Bishop selection process involves several steps, ultimately decided by pope
The selection process for the next Roman Catholic bishop of Madison will likely include input from the Holy See’s U.S. representative, consultation from an administrative body at the Vatican, and ultimately a final decision to be made by the pope.
Bishop Robert Morlino, who led the Diocese of Madison since 2003, died Saturday night at age 71 following a “cardiac event” Wednesday during a routine procedure at St. Mary’s Hospital. Morlino served as the fourth bishop of the Diocese of Madison.
According to the United States Conference of Catholic Bishops, the selection of a bishop can take eight months or longer to complete and involves several steps, including:
Bishops within a province — with the Diocese of Madison falling under the Archdiocese of Milwaukee — offer possible candidates to be installed into the post. Recommendations are then forwarded to the Apostolic Nuncio in Washington D.C.
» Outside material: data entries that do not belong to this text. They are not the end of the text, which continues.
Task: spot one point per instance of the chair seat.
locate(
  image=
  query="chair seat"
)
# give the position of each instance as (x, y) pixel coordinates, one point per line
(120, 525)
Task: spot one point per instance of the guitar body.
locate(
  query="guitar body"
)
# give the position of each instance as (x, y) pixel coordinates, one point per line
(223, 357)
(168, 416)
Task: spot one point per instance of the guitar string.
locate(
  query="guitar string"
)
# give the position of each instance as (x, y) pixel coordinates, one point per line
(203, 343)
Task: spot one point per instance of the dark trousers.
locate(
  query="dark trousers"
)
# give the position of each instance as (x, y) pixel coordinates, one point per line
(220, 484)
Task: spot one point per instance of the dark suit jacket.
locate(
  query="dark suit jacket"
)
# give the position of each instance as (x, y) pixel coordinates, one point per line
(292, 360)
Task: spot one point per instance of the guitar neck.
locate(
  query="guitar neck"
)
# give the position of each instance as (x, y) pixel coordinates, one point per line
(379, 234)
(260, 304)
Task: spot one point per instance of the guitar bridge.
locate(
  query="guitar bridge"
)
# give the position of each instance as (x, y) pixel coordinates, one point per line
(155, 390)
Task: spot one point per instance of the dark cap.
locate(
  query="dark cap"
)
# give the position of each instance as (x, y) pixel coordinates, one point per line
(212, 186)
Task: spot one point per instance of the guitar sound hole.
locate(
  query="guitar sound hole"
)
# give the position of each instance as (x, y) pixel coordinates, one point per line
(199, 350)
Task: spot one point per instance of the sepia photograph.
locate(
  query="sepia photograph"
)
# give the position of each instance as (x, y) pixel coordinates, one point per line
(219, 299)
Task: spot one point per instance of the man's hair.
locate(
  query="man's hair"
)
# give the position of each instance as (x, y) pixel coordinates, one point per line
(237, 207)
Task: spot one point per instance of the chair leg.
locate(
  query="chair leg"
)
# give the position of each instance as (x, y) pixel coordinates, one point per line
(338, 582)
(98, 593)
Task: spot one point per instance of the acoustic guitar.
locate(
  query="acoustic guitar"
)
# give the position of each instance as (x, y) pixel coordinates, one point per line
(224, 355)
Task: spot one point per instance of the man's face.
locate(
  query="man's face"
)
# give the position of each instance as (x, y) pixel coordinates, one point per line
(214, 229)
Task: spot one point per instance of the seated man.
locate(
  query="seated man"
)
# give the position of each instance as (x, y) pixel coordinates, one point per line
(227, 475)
The Apostolic Nuncio, who acts as an ambassador for the Holy See in a given country, will conduct investigations on the suitability of candidates, consult with other stakeholders and send a list of three candidates to the Vatican.
The information goes to the Congregation for Bishops, which is a department of the Roman Curia, a group of administrative bodies for the Holy See. The congregation selects its preferred candidate.
In the end, though, the final selection of a bishop is decided by the pope.